Dozens of test tubes in a holder

IBBR Researchers Receive $1.5M NSF Award

Tue, Jul 31, 2018

July 31, 2018 -- The National Science Foundation’s SemiSynBio program recently awarded $1.5 million to IBBR Fellows Dr. Bill Bentley and Dr. Greg Payne and their collaborators at University of Maryland’s Institute for Systems Research, University of Nebraska, and the U.S. Army Research Laboratory. Dr. Bentley, who is also director of University of Maryland’s Robert E. Fischell Institute for Biomedical Devices, serves as the project’s principal investigator. This project continues a collaboration between University of Maryland engineers and IBBR scientists initiated nearly two decades ago by a generous gift from the Robert W. Deutsch Foundation.

The SemiSynBio program (Semiconductor Synthetic Biology for Information Processing and Storage Technologies) is a partnership between NSF and the Semiconductor Research Corporation.
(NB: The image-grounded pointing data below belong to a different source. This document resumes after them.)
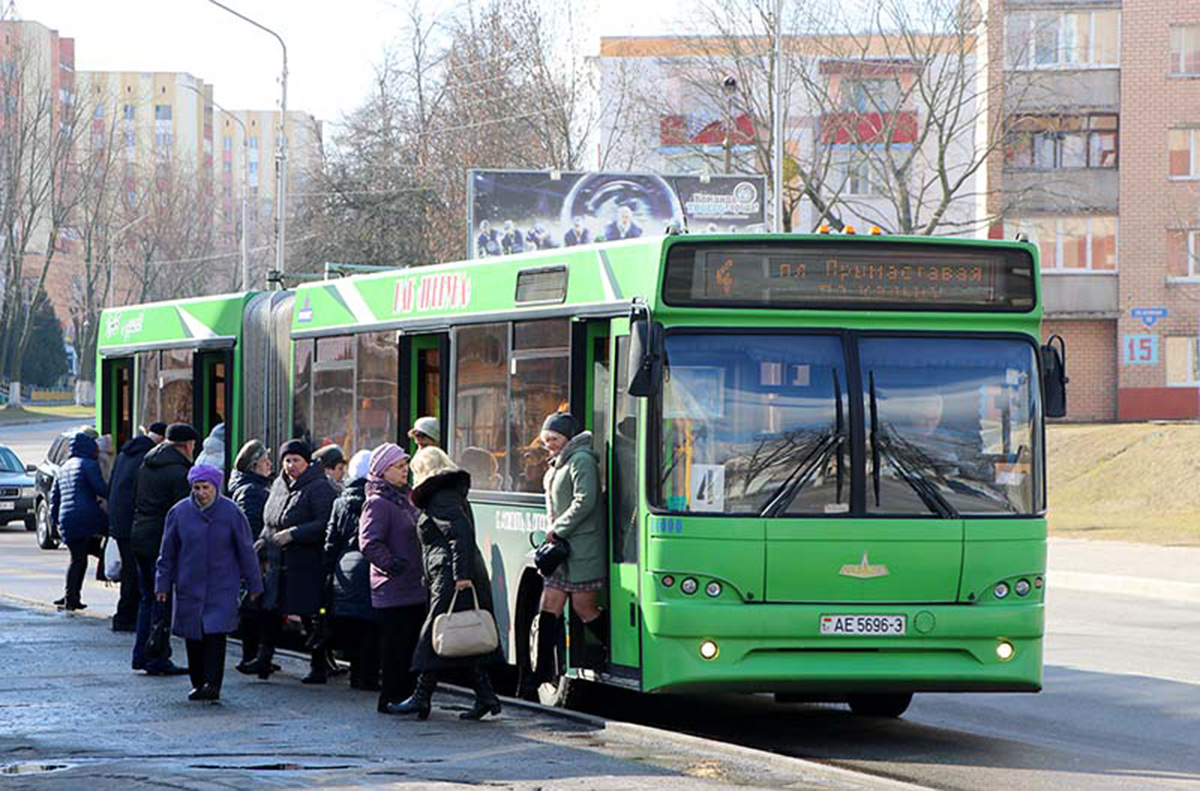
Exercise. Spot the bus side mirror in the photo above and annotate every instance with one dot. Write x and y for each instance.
(1054, 377)
(645, 355)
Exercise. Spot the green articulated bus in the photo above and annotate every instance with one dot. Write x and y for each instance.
(823, 455)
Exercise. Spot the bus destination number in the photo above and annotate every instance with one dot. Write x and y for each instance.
(870, 625)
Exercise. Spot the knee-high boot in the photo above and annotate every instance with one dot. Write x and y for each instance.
(486, 702)
(420, 701)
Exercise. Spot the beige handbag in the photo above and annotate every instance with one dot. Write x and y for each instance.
(469, 633)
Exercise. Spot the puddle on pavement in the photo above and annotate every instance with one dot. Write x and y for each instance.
(274, 767)
(33, 768)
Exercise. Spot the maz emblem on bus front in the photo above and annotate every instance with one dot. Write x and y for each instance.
(864, 570)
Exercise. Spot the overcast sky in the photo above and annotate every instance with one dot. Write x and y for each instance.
(331, 46)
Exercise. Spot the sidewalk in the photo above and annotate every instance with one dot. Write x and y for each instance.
(1127, 569)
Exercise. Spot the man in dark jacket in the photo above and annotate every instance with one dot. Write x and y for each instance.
(75, 508)
(120, 521)
(159, 485)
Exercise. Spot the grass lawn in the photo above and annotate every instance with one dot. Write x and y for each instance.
(39, 414)
(1126, 481)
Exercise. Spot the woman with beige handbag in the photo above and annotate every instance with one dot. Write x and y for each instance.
(460, 592)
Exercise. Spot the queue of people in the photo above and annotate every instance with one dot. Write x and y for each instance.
(348, 546)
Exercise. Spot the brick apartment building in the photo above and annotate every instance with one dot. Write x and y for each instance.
(1113, 141)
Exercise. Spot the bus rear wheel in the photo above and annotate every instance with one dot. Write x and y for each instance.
(889, 706)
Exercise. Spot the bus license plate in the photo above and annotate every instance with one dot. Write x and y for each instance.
(868, 625)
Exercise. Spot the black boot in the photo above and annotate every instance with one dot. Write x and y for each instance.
(598, 652)
(420, 701)
(486, 702)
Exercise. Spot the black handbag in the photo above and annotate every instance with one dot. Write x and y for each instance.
(157, 647)
(551, 555)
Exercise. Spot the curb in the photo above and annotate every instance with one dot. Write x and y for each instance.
(1143, 587)
(821, 773)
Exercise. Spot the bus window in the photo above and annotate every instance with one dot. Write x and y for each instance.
(955, 426)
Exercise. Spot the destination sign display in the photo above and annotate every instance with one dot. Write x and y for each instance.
(851, 275)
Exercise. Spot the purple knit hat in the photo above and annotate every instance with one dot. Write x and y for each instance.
(383, 457)
(205, 472)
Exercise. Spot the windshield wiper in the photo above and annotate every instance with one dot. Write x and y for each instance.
(882, 443)
(803, 472)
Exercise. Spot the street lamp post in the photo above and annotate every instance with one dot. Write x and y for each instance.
(281, 171)
(245, 184)
(730, 88)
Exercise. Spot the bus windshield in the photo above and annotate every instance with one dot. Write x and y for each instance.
(761, 425)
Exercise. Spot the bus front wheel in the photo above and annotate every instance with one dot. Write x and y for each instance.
(889, 706)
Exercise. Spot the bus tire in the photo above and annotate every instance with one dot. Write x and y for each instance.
(885, 706)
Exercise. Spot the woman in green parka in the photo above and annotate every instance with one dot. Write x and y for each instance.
(575, 507)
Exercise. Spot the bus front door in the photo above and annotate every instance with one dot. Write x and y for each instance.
(117, 400)
(424, 383)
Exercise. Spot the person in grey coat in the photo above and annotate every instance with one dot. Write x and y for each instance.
(575, 508)
(205, 556)
(293, 546)
(453, 564)
(348, 577)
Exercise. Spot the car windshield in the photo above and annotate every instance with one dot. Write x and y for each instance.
(754, 424)
(952, 426)
(9, 462)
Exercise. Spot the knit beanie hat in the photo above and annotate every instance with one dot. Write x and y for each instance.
(205, 472)
(359, 466)
(562, 423)
(295, 448)
(383, 457)
(249, 456)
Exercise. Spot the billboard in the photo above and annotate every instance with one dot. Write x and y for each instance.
(521, 210)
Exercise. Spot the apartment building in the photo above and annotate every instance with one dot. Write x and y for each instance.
(1103, 160)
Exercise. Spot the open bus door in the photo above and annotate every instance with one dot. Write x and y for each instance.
(117, 400)
(213, 397)
(424, 383)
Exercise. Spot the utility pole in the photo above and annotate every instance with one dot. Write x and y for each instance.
(281, 168)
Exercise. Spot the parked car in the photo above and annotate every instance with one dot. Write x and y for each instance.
(43, 483)
(16, 490)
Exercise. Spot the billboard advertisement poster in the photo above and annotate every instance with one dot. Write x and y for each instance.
(521, 210)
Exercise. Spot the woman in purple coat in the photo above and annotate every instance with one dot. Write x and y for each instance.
(205, 556)
(388, 540)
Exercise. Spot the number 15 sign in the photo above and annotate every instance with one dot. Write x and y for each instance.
(1140, 349)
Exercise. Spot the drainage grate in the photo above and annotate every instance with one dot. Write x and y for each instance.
(33, 768)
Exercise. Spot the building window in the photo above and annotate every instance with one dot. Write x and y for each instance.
(1185, 51)
(1183, 147)
(1183, 361)
(1183, 253)
(1072, 243)
(1063, 39)
(1049, 142)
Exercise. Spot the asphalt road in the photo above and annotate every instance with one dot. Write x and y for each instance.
(1121, 706)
Its goal is to integrate the information storage and processing capabilities of biological systems with semiconductor technology in order to increase capacity and efficiency. Eight new projects were awarded this year.

This team's unique insight is that both biology and electronic devices can communicate through reduction and oxidation reactions - referred to as "redox". Using this redox modality, the team is creating ways to establish “connectivity” between biological systems and devices. On the device-side, they use electrodes to transmit and receive redox signals while on the biology-side they are enlisting redox-sensitive genetic circuitry that cells use to receive, process, and transmit information to perceive and respond to their environment. 

Potentially, this work will enable applying the remarkable advances of information technology toward creating devices capable of communicating with living systems. Dr. Payne shares: "We want to be able to probe the activities in our guts as effectively as we can collect information from Mars 30 million miles away.”